Galaxies


Standards

Idaho State Standards

Here are correlations to the Idaho State Language and Math standards and to the Idaho State Science Standards. For more information about the overall standards, see the complete Idaho Content Standards for Science, the Next Generation Science Standards, and the alignment between Idaho and NGSS Science Standards. You may also access the Idaho English Language Arts/Literacy Standards and Mathematics Standards.

Language

First Grade

ELA-1.ODC.OC.1

Engage in collaborative discussions about grade-level topics and texts with peers by listening to others closely, taking turns speaking through multiple exchanges, and asking questions to clear up any confusion.

Suggested Lesson

Draw a picture of your favorite galaxy. View some galaxies here. Tell the name of your galaxy and why you like it best.

Third Grade

ELA-3.ODC.OC.2

Determine the main ideas and supporting details of a text read aloud or information presented in a variety of media (audio, visual, and quantitative).

Suggested Lesson

Fold a piece of construction paper into four sections. Label each of the sections to match the four kinds of galaxies. Glue objects such as cereal, rice, or confetti to illustrate each of the galaxies. Write a sentence or two to explain the properties of each galaxy.

Fourth Grade

ELA-4.ODC.DC.6

Interpret information presented visually, orally, or quantitatively (e.g., in charts, graphs, diagrams, timelines, or interactive elements) on Web pages.

Suggested Lesson

Read the text about the four types of galaxies in the Facts page. Then go to this NASA site to see visuals of each type of galaxy. Discuss what you learn with a partner.

Fifth Grade

ELA-5.RS.IP.1

Conduct short research tasks to take some action or share findings orally or in writing by formulating research questions; gathering relevant and reliable information from both primary and secondary sources as appropriate; paraphrasing and quoting ideas and information; and respecting copyright guidelines for use of that information and any images.

Suggested Lesson

Research the life of a scientist who contributed to the study of galaxies. Create a PowerPoint presentation about this person.

Math

Kindergarten

Math-K.CC.B.4

Understand the relationship between numbers and quantities; connect counting to cardinality.

Suggested Lesson

How hard is it to count galaxies? Take a pinch of sand, salt or sugar and drop it into a colored bowl. Count the number of grains. What if you had two pinches, five pinches, ten pinches? 

Second Grade

Math-2.MD.A.1

Measure the length of an object by selecting and using appropriate tools such as rulers, yardsticks, meter sticks, and measuring tapes.

Suggested Lesson

Using this NASA site for inspiration, have students make a mobile of galactic objects — instructing them in exact measurements, diameters, etc.

Fifth Grade

Math-5.G.A.1

Describe and understand the key attributes of the coordinate plane.

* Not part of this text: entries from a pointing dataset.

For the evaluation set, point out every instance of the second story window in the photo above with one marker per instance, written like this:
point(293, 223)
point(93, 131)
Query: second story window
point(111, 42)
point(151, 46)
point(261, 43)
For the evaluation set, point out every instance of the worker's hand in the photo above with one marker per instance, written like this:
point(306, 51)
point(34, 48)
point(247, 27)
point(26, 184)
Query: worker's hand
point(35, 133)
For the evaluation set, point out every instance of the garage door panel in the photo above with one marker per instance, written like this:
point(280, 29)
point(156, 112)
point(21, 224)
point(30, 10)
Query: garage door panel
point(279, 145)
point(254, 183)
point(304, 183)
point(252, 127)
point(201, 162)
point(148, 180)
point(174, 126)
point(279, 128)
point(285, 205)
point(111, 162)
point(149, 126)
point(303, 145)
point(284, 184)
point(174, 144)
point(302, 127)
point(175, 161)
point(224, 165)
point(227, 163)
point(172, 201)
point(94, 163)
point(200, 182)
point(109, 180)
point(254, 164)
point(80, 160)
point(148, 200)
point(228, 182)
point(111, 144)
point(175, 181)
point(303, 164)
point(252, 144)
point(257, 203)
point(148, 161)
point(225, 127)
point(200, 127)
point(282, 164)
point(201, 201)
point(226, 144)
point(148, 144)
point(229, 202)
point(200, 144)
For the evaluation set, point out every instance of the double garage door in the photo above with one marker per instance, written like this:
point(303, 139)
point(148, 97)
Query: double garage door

a. Use a pair of perpendicular number lines (axes) with the intersection of the lines (the origin (0,0)) arranged to coincide with the 0 on each line and a given point in the plane located by using an ordered pair of numbers, called its coordinates.

b. Understand that the x-coordinate, the first number in an ordered pair, indicates movement parallel to the x-axis starting at the origin; and the y-coordinate, the second number, indicates movement parallel to the y-axis starting at the origin.

Suggested Lesson

Create a coordinates activity using pictures of real galaxies — which can be found here.

Sixth Grade

Math-6.EE.A.1

Write and evaluate numerical expressions involving whole-number exponents.

Suggested Lesson

Write the distance to various galaxies representing the numbers as exponents.

Science

First Grade

Earth and Space Sciences: 1-ESS-1.1

Use observations of the sun, moon, and stars to describe patterns that can be predicted.

Supporting Content

Patterns of the motion of the sun, moon, and stars in the sky can be observed, described, and predicted.

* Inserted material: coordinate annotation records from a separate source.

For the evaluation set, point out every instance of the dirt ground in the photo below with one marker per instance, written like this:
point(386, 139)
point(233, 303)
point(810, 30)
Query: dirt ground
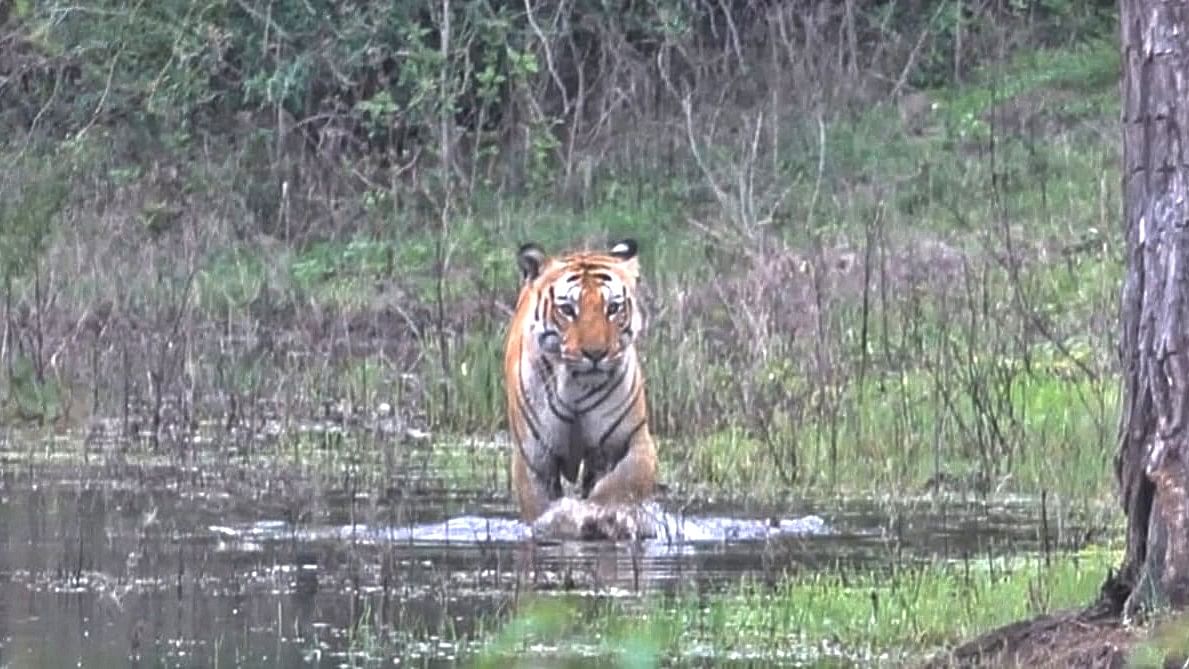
point(1092, 638)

Stars other than our sun are visible at night but not during the day.

Third Grade

Physical Sciences: 3-PS-1.2

Make observations and/or measurements of an object's motion to provide evidence that a pattern can be used to predict future motion.

Supporting Content

The patterns of an object's motion in various situations can be observed and measured; when that past motion exhibits a regular pattern, future motion can be predicted from it.

Fifth Grade

Earth and Space Sciences: 5-ESS-1.1

Support an argument that differences in the apparent brightness of the Sun compared to other stars is due to their relative distances from the Earth.

Supporting Content

The Sun is a star that appears larger and brighter than other stars because it is closer. Stars range greatly in their distance from Earth.

Sixth Grade

Physical Sciences: MS-PS-2.4

Construct and present arguments using evidence to support the claim that gravitational interactions are attractive and depend on the masses of interacting objects.

Supporting Content

Gravitational forces are always attractive. There is a gravitational force between any two masses, but it is very small except when one or both of the objects have large mass (such as planet and its star.)

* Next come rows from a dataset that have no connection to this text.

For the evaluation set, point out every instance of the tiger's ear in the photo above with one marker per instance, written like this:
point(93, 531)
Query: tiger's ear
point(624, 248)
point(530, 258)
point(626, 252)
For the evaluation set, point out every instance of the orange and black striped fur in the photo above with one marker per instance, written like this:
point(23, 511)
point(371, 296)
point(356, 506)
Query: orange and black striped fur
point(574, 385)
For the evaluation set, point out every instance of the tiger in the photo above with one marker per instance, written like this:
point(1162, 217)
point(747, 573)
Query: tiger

Examples of evidence for arguments could include data generated from simulations or digital tools; and charts displaying mass, strength of interaction, distance from the Sun, and orbital periods of objects within the solar system.

Earth and Space Sciences: MS-ESS-1.2

Develop and use a model to describe the role of gravity in the orbital motions within galaxies and the solar system.

Supporting Content

Earth and its solar system are part of the Milky Way galaxy, which is only one of many galaxies in the universe.

The solar system consists of the Sun and a collection of objects, including planets their moons, and asteroids that are held in orbit around the Sun by its gravitational pull on them.

Emphasis for the model is on gravity as the force that holds together the solar system and Milky Way galaxy and controls orbital motions within them. Examples of models can be physical (such as the analogy of distance along a football field or computer visualizations of elliptical orbits) or conceptual (such as mathematical proportions relative to the size of familiar objects such as students' school or state.)